The thought of this emphasizes the importance that genealogists write about their own personal histories, and record the lives of their living family as diligently as those who have already passed.

If you would like to cite this post: Michael Hait, “I feel sorry for my descendants…,” Planting the Seeds: Genealogy as a Profession blog, posted 27 Jun 2011 (http://michaelhait.wordpress.com : accessed [access date]).

State genealogical society journals

State genealogical and historical societies have long been on the front lines of local genealogical research. As a service to our fellow genealogists, Harold Henderson and I have surveyed and compiled a list of currently active genealogical society journals. These journals publish everything from local record transcriptions and abstracts to multigenerational family histories.

Harold recently attended the “Writing and Publishing for Genealogists” course at the Institute for Genealogy and Historical Research (IGHR) at Samford University, coordinated by Thomas Jones, CG, the editor of the National Genealogical Society Quarterly. State genealogical society journals were discussed during this course. Harold mentioned this briefly in the post “IGHR Samford Day Four: states’ opportunity,” in his blog Midwestern Microhistory.
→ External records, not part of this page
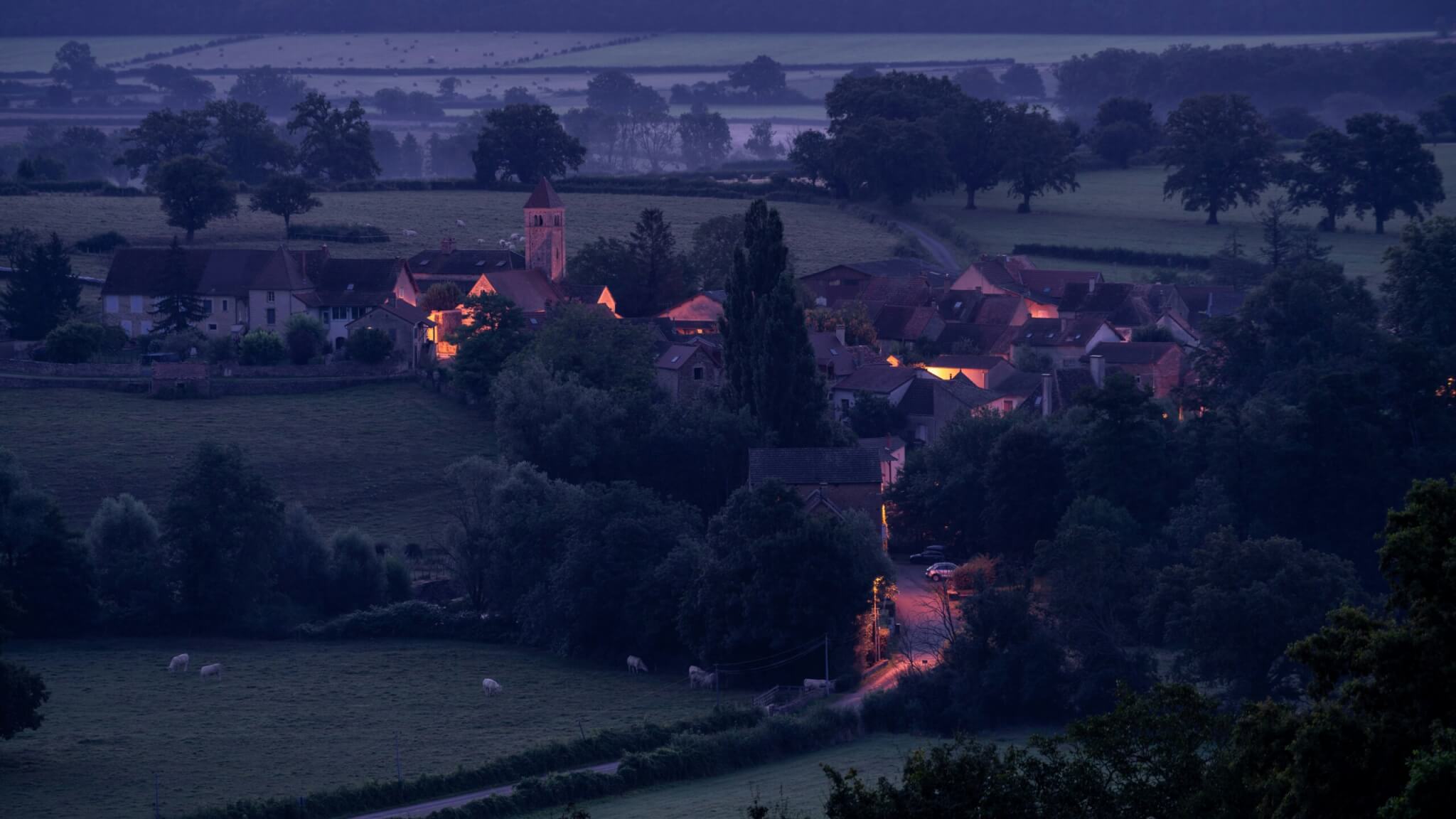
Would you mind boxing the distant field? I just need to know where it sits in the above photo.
[0,383,495,542]
[0,33,215,71]
[0,191,896,278]
[532,32,1428,67]
[0,638,745,819]
[920,138,1456,280]
[528,719,1048,819]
You can read the official announcement of this resource in Harold’s Midwestern Microhistory blog: “State and Regional Genealogy Journals: The List.”

To access this new resource, see the article “State & Regional Genealogical Society Journals” on my website at http://haitfamilyresearch.com/freeresources.aspx.

If you know of any additions or corrections, please leave a comment on this post, or email me directly.

Two new genealogy writing opportunities

Two announcements have gone out about some writing opportunities for genealogists.

First, the genealogy website Archives.com is looking for new writers. Their announcement reads,

The Expert Series is a collection of articles from top genealogists around the country. Every week we feature a new article aimed to help beginning and advanced genealogists alike solve common research problems, break-through brick walls, and learn how to improve their research techniques. It’s a phenomenal, free resource for all and we’d like you to be a part of it!

We compensate our writers for the hours they spend writing on researching and give them a complimentary membership to our website, Archives.com.

What we look for in a writer:

  • Author must be a professional or extremely experienced in their field
  • Author must have excellent writing skills
  • Sign a standard contract and W9 form

Please contact Ayme Alvarez at ayme@inflection.com if interested in writing for the Expert Series.

The second announcement comes from Michael John Neill, author of the very popular Casefile Clues newsletter:

Based upon reader surveys, we’re going to start a “beginner” version of Casefile Clues on a trial basis–seeing if there really is enough interest and demand. I am looking for other writers who would be interested in contributing pieces to this version.

Anyone who is interested in writing for a beginning genealogist audience can email me at beginners@casefileclues.com and I’ll send specifics and additional information when I return from Utah later in the week. I can’t promise high wages at this point, but a tagline and website for each author will be included.

If you are interested in writing genealogical articles, these two new opportunities may be just what you are looking for.